Ukraine ERA funds disbursement schedule
With the ERA, Ukraine’s international partners are leveraging Russian funds to provide support. Specifically, they use profits derived from immobilised Russian central bank reserves. In the immediate aftermath of Russia’s full-scale invasion, several countries imposed sanctions on the CBR, and thereby immobilised a significant amount of reserves that the bank was holding abroad. While a full audit has still not been undertaken, the total is estimated to be above $300bn, of which more than €190bn is held at Euroclear, a central securities depository headquartered in Belgium. While Ukraine has long argued for full confiscation, the G7 opted to leverage profits derived from them to provide financial assistance under the ERA. In essence, as the principal of maturing bonds and any accumulated interest cannot be transferred to the CBR due to sanctions, they generate additional profits, which do not belong to the owner of the assets but to Euroclear and can be taxed. The EU estimates that these profits amount to €2.5-3.0bn per year.

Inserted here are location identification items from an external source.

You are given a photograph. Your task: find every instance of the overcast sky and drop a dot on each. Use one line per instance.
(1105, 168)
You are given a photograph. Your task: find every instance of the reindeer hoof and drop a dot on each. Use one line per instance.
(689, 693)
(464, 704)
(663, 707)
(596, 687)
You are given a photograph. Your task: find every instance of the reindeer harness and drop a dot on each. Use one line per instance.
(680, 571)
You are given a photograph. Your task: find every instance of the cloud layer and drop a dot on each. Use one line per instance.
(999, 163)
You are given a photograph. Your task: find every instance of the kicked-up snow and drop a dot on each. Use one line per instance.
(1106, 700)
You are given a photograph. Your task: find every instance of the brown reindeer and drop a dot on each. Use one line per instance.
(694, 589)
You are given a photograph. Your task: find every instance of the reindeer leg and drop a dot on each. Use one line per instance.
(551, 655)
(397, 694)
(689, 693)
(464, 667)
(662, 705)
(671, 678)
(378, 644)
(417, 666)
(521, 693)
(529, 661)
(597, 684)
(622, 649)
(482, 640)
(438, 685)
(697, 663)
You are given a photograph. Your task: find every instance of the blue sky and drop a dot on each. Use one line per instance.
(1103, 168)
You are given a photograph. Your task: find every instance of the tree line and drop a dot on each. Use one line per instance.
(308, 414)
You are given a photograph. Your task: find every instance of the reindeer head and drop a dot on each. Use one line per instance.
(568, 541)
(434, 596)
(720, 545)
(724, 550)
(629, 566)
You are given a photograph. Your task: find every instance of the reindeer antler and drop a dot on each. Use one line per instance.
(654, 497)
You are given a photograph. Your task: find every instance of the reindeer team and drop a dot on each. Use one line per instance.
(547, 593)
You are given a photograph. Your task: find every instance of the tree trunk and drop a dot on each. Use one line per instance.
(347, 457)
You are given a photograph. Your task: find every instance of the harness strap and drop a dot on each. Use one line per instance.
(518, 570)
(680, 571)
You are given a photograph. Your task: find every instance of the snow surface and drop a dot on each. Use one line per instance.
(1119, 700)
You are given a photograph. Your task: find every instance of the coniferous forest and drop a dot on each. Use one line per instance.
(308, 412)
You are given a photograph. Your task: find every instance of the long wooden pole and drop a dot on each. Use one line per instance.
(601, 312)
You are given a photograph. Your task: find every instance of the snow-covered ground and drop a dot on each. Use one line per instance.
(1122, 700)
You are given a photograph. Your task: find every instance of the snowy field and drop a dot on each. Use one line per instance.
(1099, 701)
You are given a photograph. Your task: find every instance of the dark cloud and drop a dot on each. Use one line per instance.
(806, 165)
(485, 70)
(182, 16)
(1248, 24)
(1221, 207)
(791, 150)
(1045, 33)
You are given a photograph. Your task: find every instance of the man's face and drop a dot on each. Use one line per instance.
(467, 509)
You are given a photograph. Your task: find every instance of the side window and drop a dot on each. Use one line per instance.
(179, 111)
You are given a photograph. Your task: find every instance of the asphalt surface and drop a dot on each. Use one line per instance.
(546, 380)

Ukraine ERA funds by type and country
The ERA funds are structured to prevent any fiscal liability for Ukraine’s government, ensuring that they serve as a non-repayable financial resource, and they can be used for a variety of purposes. In order to not burden Ukraine’s financial future with additional debt, ERA loans are set up as contingent liabilities, which means that they need to be repaid only under certain conditions, e.g., Ukraine receiving reparations from Russia. Should this not materialise, they will be repaid by other parties and, for Ukraine, will effectively be a non-payable contribution. Given the amount of external loans that Ukraine has already received, this is of critical important to keep debt dynamics from deteriorating further. Political conditions and transparency/accountability requirements related to the disbursement will be aligned with the terms of existing programmes, with each creditor also determining the specific use of the funds. Importantly, while money provided under the ERA largely consist of budgetary support, some funds can also be used for purchases of weapons.